The Church celebrates the Solemnity of Our Lord Jesus Christ, King of the Universe, or Christ the King, on the last Sunday of each liturgical year.

Getting Back to Christ

The Solemnity of Christ the King, which every Catholic throughout the entire world is celebrating today, is a new thing. The Church has existed for almost 2000 years, but this Solemnity is less than 100 years old. It was established by Pope Pius XI in 1925.

He explained his reasons for doing so in an encyclical letter called "Quas primas". First, he explained that throughout history liturgical feasts have been instituted in response to particular needs that arise in the life of the world and the Church (#22).

He gives the example of the feasts in honour of the martyrs, of the celebration of Corpus Christi and the Sacred Heart. And then he explains which need this new celebration addresses.

He was writing this encyclical in 1925, when the world was still trying to recover from World War I, which had devastated Europe and shattered modernity's hopes for unlimited progress based solely on human reason.1925 was also only a few years after the Russian Bolshevik Revolution, which had given birth to the world's first explicitly atheist totalitarian regime: Soviet communism. Everywhere the pope looked, he saw human societies abandoning Christian values and trying to build paradise on earth through other means.

But if humanity had been able to perfect itself by itself, without God's help, then Jesus Christ would never have come to earth. The fact is, Jesus did come. He brought his Gospel and his grace to a fallen race, and only by believing in that Gospel and accepting that grace can individuals and societies achieve true and lasting peace and prosperity.

Pope Pius XI instituted today's Solemnity as a way to remind the world that to reject Christ, either in private life or in public life, is to reject our only hope, and to accept him is to accept salvation.

Christianity Is not the Enemy

Many critics of the Church blame Christianity for the evils of the modern world: war, racism, sexism... But the truth is just the contrary. The only culture in which those things are recognized as evils is precisely the culture that was formed by Christianity - western culture.

Only through Christianity did the human family gradually come to realize that all people share the same human dignity and have the same basic human rights.
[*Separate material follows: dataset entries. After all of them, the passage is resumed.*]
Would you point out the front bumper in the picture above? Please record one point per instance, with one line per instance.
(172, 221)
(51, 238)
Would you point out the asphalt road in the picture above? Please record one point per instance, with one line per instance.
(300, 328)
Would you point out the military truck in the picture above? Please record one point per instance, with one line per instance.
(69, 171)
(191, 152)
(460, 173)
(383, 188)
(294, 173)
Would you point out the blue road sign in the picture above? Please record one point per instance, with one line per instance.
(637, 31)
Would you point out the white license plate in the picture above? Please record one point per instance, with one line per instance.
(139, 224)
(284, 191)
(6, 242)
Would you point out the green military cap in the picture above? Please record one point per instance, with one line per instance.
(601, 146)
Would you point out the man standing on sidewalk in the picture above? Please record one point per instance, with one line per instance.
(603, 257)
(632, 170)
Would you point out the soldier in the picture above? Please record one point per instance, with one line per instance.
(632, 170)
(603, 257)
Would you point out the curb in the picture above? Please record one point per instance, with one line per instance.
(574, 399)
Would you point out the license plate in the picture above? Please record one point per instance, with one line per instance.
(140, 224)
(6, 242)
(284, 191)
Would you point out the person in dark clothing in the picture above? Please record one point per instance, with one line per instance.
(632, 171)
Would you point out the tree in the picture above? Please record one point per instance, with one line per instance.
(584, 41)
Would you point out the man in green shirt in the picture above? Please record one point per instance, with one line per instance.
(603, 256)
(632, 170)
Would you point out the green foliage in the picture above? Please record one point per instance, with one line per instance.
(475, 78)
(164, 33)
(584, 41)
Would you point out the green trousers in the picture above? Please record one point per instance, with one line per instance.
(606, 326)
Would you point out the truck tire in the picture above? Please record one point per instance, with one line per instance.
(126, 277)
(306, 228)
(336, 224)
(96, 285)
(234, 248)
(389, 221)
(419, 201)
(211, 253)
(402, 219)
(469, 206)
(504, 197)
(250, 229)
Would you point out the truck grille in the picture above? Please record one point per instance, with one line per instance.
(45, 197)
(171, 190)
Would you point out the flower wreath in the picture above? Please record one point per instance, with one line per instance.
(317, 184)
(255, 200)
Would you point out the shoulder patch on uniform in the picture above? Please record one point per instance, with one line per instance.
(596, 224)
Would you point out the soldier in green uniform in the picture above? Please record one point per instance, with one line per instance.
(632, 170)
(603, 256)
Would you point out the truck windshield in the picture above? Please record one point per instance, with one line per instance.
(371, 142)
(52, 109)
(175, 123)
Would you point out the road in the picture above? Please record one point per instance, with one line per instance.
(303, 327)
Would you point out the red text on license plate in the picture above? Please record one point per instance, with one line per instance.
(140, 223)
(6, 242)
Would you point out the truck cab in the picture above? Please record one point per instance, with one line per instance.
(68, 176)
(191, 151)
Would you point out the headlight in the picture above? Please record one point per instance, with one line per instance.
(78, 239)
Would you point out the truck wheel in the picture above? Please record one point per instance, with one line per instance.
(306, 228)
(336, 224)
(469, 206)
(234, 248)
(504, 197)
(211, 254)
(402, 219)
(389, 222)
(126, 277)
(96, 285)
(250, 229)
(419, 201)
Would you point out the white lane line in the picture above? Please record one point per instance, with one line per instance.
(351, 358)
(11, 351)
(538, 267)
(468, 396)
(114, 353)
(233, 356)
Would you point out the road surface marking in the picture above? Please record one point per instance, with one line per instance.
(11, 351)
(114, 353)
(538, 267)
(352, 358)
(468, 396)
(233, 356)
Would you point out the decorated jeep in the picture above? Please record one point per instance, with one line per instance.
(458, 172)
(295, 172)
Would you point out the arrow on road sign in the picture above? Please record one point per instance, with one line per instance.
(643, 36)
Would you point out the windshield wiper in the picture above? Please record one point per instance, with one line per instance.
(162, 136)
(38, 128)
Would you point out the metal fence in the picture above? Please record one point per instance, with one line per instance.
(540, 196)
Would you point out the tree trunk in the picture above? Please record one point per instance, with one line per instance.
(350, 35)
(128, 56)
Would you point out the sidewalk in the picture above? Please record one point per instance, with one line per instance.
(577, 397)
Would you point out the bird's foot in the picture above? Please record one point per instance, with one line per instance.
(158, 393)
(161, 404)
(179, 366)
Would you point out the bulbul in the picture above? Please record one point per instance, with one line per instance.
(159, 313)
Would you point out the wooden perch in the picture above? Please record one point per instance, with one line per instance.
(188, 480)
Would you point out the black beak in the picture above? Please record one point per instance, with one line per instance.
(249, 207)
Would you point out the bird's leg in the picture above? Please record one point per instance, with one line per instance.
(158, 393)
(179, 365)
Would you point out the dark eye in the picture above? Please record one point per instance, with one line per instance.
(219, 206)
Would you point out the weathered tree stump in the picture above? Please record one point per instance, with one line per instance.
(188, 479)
Only through Christianity, for example, was slavery recognized as an injustice and gradually eliminated - in fact, in non-Christian cultures even today slavery persists.

We must not believe the lie that popular culture wants us to believe that all religions are the same, and our faith in Christ should not overflow into the laws and customs of our communities. That is the lie that today's Feast was established to expose. If we exclude Christ and Christian values from public life, we will only give more room for anti-Christian values to flourish.

As Pope Pius XI wrote in 1925, reflecting on the recent world crises of the time:

  • The empire of Christ over all nations was rejected. The right which the Church has from Christ himself, to teach mankind, to make laws, to govern peoples in all that pertains to their eternal salvation, that right was denied.
  • Then gradually the religion of Christ came to be likened to false religions and to be placed ignominiously on the same level with them. It was then put under the power of the state and tolerated more or less at the whim of princes and rulers. Some men went even further, and wished to set up in the place of God's religion a natural religion consisting in some instinctive affection of the heart.
  • There were even some nations who thought they could dispense with God, and that their religion should consist in impiety and the neglect of God.
  • "The rebellion of individuals and states against the authority of Christ has produced deplorable consequences." (Quas primas, #24)

Renew Our Loyalty to Christ the King

By giving us this liturgical celebration, the Church hopes that we will not forget about our King and his Kingdom. The Church is a wise mother. She knows that we have a built-in tendency to forget about these things.

The pleasures, possibilities, and worries of life in this fallen world are real. They are strong magnets that try to monopolize our attention. But Christ is stronger. And he has much more to offer - eternal life, in fact, meaning, purpose, forgiveness, wisdom, and the strength of his grace. And yet, he is not a tyrant. He offers us citizenship in his Kingdom, but he leaves us free to accept or reject that offer.

Today, let's renew our acceptance. When he proves his love for us once again in the sacrifice of this Mass, let's profess our love for him. Let's invite him into our minds, and let him reign there through our firm belief in all of his teaching.

Let's invite him into our wills, that part of us where we make our decisions, and let him reign there through our loving obedience to his commandments - especially the commandment to love our neighbours as he has loved us.

Let's invite him into our hearts, that secret centre of our souls where we treasure things, where our affections reside, and let him reign there by putting every natural desire in second place, behind our desire to know, love, and follow our King.

Today especially, before we receive our Lord in Holy Communion, let us put more meaning than usual into the words that sum up every Christian's fundamental mission and deepest desire: Thy Kingdom come, Thy will be done, on earth, as it is in heaven.